The Darkling by David Kesterton (1982)
The Darkling, Kesterton's only novel, was one of the few books published by the legendary Arkham House from a slushpile. In the far future the world seems to be slowly dying. In the distant past there were two seasons. Now there are six: Spring, Bloom, Advent, Terror, Eve, and Umbra; during the last three, humanity hides in caves to avoid the darklings -- giant flying creatures who feast on humans. Mankind has devolved to a few small tribes, scattered in the north. One northman, Maradek, who has almost reached his maturity, has a vision about his missing father, Afurad. Afurad left the tribe six months ago to get a new bride from a neighboring tribe, never returned and is presumed dead. Maradek's vision told him that his father was alive and had got his bride who was now pregnant with the Great One, a savior who would rescue the world from the Terror and the deadly beasts who appear during that season.

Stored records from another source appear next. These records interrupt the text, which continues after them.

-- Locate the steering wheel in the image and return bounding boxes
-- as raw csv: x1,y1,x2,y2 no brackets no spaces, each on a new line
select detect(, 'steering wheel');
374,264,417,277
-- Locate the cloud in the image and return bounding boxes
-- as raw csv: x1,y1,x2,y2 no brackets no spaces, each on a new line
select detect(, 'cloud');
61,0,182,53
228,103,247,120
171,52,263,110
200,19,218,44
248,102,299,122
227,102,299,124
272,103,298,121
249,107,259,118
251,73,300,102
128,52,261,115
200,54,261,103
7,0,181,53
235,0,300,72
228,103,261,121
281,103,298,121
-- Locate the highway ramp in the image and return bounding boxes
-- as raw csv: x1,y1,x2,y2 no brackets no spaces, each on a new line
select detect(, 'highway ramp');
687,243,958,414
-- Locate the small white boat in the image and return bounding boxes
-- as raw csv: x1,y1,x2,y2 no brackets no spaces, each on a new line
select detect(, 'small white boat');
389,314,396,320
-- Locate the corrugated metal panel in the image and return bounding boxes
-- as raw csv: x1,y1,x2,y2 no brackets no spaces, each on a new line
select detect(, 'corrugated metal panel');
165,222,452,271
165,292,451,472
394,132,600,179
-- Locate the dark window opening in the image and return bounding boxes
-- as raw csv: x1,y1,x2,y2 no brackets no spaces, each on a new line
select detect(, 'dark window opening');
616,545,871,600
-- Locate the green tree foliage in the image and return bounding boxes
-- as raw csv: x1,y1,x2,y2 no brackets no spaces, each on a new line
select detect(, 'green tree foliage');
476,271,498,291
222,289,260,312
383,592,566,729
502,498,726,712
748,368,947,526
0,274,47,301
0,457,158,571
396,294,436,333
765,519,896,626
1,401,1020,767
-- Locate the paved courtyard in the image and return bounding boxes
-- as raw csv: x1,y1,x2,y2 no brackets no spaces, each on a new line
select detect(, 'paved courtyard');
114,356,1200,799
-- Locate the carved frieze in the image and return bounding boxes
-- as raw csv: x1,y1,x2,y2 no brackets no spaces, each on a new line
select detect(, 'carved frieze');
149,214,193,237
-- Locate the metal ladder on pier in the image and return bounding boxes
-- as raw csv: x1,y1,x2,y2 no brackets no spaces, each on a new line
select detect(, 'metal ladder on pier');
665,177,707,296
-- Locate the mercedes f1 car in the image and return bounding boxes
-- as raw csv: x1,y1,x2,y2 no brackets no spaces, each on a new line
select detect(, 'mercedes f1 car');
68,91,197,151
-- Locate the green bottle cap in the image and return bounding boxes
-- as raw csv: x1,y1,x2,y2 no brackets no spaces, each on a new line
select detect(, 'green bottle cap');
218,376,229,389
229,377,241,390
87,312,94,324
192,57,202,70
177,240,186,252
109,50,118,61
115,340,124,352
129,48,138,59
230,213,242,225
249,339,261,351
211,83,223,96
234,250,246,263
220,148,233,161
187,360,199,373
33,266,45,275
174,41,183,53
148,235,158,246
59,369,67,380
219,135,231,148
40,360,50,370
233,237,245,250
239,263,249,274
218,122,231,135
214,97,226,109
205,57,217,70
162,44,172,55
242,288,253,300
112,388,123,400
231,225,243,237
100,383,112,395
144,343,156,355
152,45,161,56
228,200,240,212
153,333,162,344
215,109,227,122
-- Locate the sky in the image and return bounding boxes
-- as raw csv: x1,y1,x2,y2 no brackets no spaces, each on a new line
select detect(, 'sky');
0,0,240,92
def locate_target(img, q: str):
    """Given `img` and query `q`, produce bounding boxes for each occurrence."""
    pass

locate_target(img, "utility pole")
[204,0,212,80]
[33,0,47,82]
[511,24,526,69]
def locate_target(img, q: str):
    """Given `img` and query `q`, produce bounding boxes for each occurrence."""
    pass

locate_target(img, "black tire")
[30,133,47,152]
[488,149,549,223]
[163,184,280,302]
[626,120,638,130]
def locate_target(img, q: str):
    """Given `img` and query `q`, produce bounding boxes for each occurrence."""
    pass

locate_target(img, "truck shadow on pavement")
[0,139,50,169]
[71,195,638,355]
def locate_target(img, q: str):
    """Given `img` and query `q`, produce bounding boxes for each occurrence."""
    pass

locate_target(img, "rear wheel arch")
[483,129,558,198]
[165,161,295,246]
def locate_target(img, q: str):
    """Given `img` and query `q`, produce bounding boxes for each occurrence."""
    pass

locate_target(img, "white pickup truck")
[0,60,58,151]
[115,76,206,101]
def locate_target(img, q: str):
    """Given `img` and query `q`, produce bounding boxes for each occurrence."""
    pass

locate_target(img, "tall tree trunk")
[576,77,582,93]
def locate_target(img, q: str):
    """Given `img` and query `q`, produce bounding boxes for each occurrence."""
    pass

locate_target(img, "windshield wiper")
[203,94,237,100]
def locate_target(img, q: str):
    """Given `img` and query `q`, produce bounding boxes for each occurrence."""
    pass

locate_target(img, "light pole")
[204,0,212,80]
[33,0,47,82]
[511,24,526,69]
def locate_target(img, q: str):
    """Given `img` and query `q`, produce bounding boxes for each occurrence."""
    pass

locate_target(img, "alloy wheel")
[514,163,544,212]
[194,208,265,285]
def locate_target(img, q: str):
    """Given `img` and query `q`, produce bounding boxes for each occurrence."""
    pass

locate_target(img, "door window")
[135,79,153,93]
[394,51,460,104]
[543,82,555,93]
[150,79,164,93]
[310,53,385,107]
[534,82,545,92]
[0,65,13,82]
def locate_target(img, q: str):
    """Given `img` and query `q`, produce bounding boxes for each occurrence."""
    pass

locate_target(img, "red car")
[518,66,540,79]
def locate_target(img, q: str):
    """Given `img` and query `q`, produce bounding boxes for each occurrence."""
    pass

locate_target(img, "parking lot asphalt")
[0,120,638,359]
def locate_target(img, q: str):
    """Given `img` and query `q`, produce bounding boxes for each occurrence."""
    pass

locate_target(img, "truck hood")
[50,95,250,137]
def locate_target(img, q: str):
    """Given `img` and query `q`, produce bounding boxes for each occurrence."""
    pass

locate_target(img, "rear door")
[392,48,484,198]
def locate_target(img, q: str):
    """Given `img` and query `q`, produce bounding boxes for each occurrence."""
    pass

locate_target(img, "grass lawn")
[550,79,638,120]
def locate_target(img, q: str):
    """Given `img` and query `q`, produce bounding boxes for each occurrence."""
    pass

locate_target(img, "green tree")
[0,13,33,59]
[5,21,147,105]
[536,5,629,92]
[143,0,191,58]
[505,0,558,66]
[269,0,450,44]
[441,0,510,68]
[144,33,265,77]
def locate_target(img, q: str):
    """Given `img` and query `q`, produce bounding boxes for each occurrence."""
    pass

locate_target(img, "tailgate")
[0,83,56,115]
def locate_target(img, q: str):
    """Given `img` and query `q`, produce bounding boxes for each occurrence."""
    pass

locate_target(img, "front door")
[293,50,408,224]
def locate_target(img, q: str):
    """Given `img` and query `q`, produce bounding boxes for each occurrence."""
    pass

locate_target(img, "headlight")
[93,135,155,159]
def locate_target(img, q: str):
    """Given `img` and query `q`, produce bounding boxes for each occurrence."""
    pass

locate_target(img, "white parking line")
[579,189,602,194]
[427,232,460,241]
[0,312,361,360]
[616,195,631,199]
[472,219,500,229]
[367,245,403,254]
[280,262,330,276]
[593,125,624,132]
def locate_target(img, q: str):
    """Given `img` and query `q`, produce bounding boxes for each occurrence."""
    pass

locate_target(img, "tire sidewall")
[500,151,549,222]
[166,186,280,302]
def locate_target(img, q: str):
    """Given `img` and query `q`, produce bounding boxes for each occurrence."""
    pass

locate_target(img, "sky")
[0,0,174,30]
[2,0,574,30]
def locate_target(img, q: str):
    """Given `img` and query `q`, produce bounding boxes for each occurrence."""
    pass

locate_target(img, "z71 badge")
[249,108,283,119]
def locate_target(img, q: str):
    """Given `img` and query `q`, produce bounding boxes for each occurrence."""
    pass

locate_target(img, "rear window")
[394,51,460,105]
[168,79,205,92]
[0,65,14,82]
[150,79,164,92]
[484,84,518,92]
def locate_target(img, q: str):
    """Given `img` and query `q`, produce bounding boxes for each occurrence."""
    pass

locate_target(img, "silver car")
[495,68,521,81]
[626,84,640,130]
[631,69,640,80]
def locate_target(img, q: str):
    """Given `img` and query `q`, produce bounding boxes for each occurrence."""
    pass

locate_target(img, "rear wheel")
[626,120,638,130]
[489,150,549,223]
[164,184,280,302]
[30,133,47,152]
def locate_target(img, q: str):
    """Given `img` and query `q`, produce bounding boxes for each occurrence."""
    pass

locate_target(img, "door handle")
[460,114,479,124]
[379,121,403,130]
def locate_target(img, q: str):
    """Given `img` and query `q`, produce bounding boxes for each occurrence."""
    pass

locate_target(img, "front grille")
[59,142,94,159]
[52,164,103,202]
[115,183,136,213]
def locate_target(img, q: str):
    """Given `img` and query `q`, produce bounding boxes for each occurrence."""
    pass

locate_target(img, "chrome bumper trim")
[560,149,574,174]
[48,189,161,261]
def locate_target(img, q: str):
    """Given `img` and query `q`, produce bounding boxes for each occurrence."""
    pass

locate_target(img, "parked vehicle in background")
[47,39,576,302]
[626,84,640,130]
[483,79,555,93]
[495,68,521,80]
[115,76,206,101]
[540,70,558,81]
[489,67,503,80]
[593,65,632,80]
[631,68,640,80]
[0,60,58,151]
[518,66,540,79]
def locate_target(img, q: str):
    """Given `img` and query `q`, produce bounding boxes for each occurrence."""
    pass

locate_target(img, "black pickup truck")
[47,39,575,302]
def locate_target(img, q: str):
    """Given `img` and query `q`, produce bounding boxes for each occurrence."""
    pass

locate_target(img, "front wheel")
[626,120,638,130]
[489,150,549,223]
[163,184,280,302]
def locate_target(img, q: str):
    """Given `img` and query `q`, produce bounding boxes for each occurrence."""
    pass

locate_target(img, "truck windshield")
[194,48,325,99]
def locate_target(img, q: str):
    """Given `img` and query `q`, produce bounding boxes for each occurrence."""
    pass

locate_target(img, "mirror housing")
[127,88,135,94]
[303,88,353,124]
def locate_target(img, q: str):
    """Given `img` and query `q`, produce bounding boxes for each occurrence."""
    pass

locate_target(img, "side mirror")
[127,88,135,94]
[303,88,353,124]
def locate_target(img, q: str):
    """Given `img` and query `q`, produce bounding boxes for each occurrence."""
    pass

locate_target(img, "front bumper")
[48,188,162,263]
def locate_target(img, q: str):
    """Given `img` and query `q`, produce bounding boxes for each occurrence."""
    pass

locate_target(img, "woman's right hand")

Maradek sets out on a quest to find his father to bring him and the Great One home. Spring has not yet arrived and monsters roam the land as he begins his journey. He travels through a strange and terrible world, finding himself allied with an old plainsman, Zher-Geer, and his "servant," Kinit -- a telepathic Unique, the only of its kind.
The Darkling is a strange book, at first reading like William Hope Hodgson, then like Edgar
Rice Burroughs, and finally like a mash-up of Jack Vance, A. E. van Vogt, and Planet Stories. The book is quite an accomplishment for a first novel. I really liked it and, if you go for this sort of thing, I think you will, too.